Instant ramen holds a place that’s near and dear to my heart, and running my eyes over the selection of noodles in any supermarket – greedy for a quick, easy, and salty snack – always takes me back to my childhood.
Maggi's masala-flavoured noodles were the first thing that I was properly able to cook. Opening up a packet of those noodles, breaking them apart with my childish scallop-sized hands, and throwing them in a pot of boiling water was a rite of passage; an initiation into a world of adulthood where I could now fend for myself. Provided that all you needed to be an adult and fend for yourself was a bowl full of bright yellow noodles. And not, like, a stable income or a mortgage or anything like that.
My brother even used to take a packet of dry Maggi into school for his lunch. He’d pour the seasoning (chicken was his flavour of choice) onto the dry noodle cake like it was salt or pepper and eat it like that, acoustically. Looking back now, I’m not sure if that was absolutely absurd or absolutely genius behaviour. The older I get, the more I lean towards the latter. And the older I get, the more I’ve come to realise that instant noodles have been there for me at just about every major juncture of my life so far.

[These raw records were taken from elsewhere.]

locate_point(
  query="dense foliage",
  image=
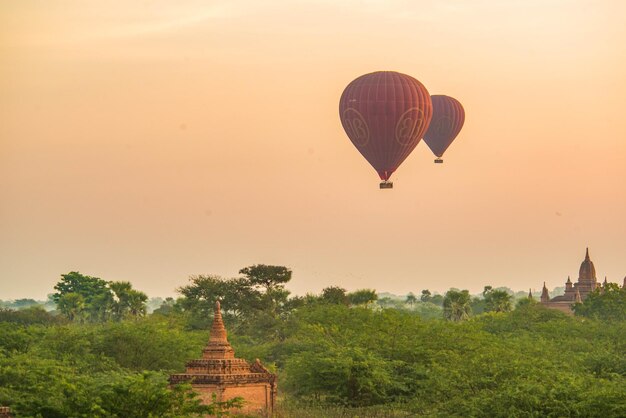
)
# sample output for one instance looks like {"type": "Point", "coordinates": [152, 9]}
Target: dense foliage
{"type": "Point", "coordinates": [336, 354]}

Moving to the UK from the UAE when I was 18 meant that I was offered a whole new cornucopia of instant noodles to choose from. Super Noodles and Pot Noodle dominated the shelves in England and, though I’ll admit to having a few rogue Chicken and Mushrooms in my time, they never tasted as good as Maggi and didn’t satisfy me in quite the same way. A discovery I did make at university, though, was Indomie.
Those brittle bricks of Indomie Mi Goreng got me through more break-ups, breakdowns, and breakfasts than I care to recount and hearing the news that the flavour’s creator, Nunuk Nuraini, passed away in January of this year was a real punch to the gut. I’d never met Nuraini personally but, in a roundabout fashion, I’d been fed by her countless times. I’d go as far as to say that the only woman who’s provided me with more sustenance over the years is my own mother. For that, I’m eternally grateful to both Nuraini and Indomie. And I’m far from the only person that feels that way.
Shuko Oda, whose London-based udon outfit Koya has been shipping nationwide noodle kits since February, is also a fan. Although Oda didn’t eat a huge amount of ramen growing up, her mother used to fry up Yakisoba noodles for weekend lunches on a regular basis. It was Oda’s first-hand experience of Japanese noodle culture growing up that inspired the creation of Koya Mail – a refreshingly minimalist meal kit concept that contains nothing but a generous portion of handmade udon noodles and a bag of fish dashi.